A send-up is a balancing act. In one regard it seems like the easiest thing in the world: a parody laced with heavy nostalgia to keep at bay pesky questions about quality, budget, or effectiveness. It’s all a joke anyway so the shakiness of the production is just part of the goof. Bad acting isn’t really bad acting, it’s overacting to spoof over-the-top cheaply made VHS 80s features! Same with self-aware silly dialogue, cliche plot points, and unconvincing effects: all products of poking fun at self-aware silly dialogue, cliche plot points, and unconvincing effects of yore.
Everyone is clearly having a fantastic time here playing everything to the gratuitous hilt, and to their credit the story is treated with remarkable sincerity for the most part.

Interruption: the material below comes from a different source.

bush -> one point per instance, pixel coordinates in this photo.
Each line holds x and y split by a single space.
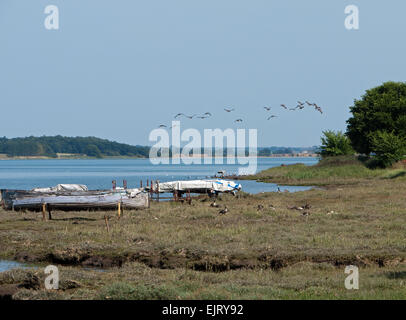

The irony is everyone in this production looks so generally clean-cut, kindly, and they act so chummy with each other the constant use of swearing and violence is weirdly incongruous to what is clearly a group of friends playing around. The acting is universally enthusiastic, but equally universally horrific. It might be bad enough for chuckles: your mileage may vary. Therein lies the second side to the double edged sword of burlesque.

In the true era of grind-house and exploitation films there was a legitimately seedy underbelly to the industry. Sex, violence, pushing the censorship boundaries was an outgrowth of desperate and dubious filmmakers looking for the next big shock to the system that would make their stars. There was real danger here, from pulling off ridiculous stunts on a shoestring to portraying gore so graphic the crew of Cannibal Holocaust were famously arrested for suspected murder.

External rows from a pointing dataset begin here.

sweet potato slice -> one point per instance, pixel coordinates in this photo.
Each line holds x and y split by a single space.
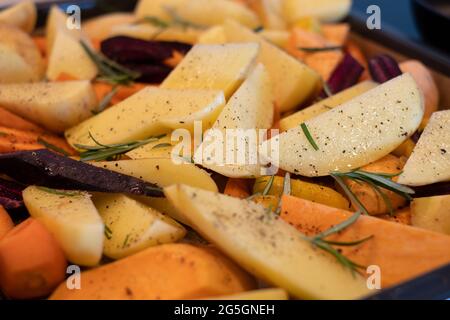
402 252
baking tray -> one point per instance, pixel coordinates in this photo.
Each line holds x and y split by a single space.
434 285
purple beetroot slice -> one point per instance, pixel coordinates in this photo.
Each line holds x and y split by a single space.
384 68
46 168
124 49
345 75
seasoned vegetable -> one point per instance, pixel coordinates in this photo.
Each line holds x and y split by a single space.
430 161
354 134
72 219
304 190
265 245
171 271
31 262
131 226
402 252
46 168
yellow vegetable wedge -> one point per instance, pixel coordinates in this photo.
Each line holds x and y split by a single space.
354 134
218 67
131 226
295 119
149 112
265 245
293 81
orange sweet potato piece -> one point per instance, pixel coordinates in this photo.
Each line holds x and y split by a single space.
402 252
6 223
31 262
170 271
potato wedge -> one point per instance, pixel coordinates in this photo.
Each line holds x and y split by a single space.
354 134
67 52
265 245
20 59
430 160
295 119
54 105
198 12
251 107
218 67
151 111
293 81
131 226
73 220
23 15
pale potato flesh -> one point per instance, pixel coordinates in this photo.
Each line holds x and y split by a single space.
199 12
23 15
56 106
218 67
325 105
68 57
430 160
72 219
325 10
354 134
150 112
265 245
251 107
132 226
293 82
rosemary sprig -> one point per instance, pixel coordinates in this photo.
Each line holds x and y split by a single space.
109 70
309 136
60 192
51 146
108 151
318 49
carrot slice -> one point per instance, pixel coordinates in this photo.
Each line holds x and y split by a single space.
402 252
31 262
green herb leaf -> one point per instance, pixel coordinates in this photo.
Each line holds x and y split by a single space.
309 136
320 49
50 146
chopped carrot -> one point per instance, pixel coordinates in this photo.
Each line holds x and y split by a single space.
11 120
402 252
239 188
31 262
6 223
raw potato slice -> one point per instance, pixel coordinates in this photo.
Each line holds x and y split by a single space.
150 32
198 12
251 107
149 112
218 67
57 22
18 50
171 271
261 294
131 226
430 160
54 105
354 134
68 57
293 81
325 10
432 213
23 15
72 219
325 105
265 245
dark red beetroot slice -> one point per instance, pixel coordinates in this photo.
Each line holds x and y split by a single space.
130 50
46 168
11 194
383 68
150 73
345 75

Nowadays the golden visions of the grim and gritty classics that revolutionized what could be done with cinema are a little too rose colored. What was a breaking of tradition now has its own perceived rules and regulations. A ‘grind house’ film is no longer an ideal, it’s a formula based on the work of notable directors. The new exploitation films are copies of other exploitation films that by this point were probably also copies of earlier surprise successes born of passion.

The passion is still here but the craft is gone. That’s why I initially assumed this was an intentional parody: from the meme-tactic title to the John Carpenteresque synth score. But Clownado is a weirder entity: an attempt to recapture an era’s anarchistic and outrageous sentiments going exclusively by second generation fandom. This isn’t so much determining why Melvin Van Peebles or Dario Argento made the movies they did, it’s recreating iconic scenes and styles from their most famous works without the nuance, historic context, or personal vision. It’s the difference between Di Vinci painting The Mona Lisa as a commission and someone nowadays copying the same painting with all of the cultural baggage its accumulated over the years.

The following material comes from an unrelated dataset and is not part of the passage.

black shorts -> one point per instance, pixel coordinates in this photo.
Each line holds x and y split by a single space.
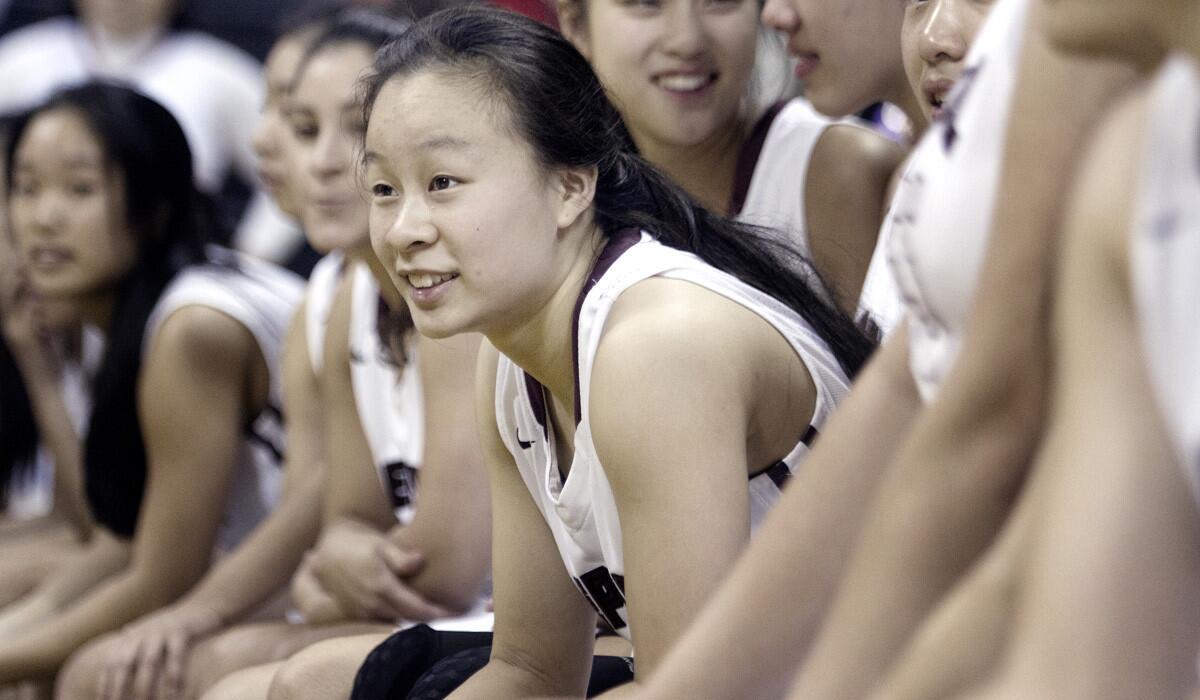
424 664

Clownado is genuinely devoted to goopy gore, nudity, turning the air blue and being as excessive as it can be, but it’s a testament to years of this kind of thing how unintentionally adorable it all seems. There’s no guile here. It’s an odd statement for a movie with cannibalism, but from the odd purposefully humorous line to the clear dedication to as faithful a reproduction of a certain kind of cinema within limited means I found myself smiling during some of the most gruesome scenes.

Maybe that was the intention. Another issue with send-ups is trying to find out where the joke starts and the real attempt at validity comes in. How much of Clownado is intended to be taken seriously?
From the premise and quirky characters you might say ‘not a thing’…but then a heartfelt moment crops up, an attempt at suspense or horror emerges, and it feels like two different directors with very different visions somehow collided. It’s also WAY too long for either a goofy or even a splattery horror movie. Very little is clear-cut, but maybe that’s also intentional? Where does the spoof end and the ‘movie’ begin?

I’d recommend Clownado only to those looking for very low tier ‘so bad it’s good’ modern movies. You’ll get some amusement at the bad dubbing, bad special effects, awkward dialogue…etc.
Then again this movie also has lots of nudity, lovingly lingering gore, and those aforementioned moments of nigh sentiment that all doesn’t feel like a parody of an exploitation film so much as literally intending to make a modern equivalent.

It’s ultimately a mess, but it’s a constantly intriguing mess at the very least. A mess from the heart.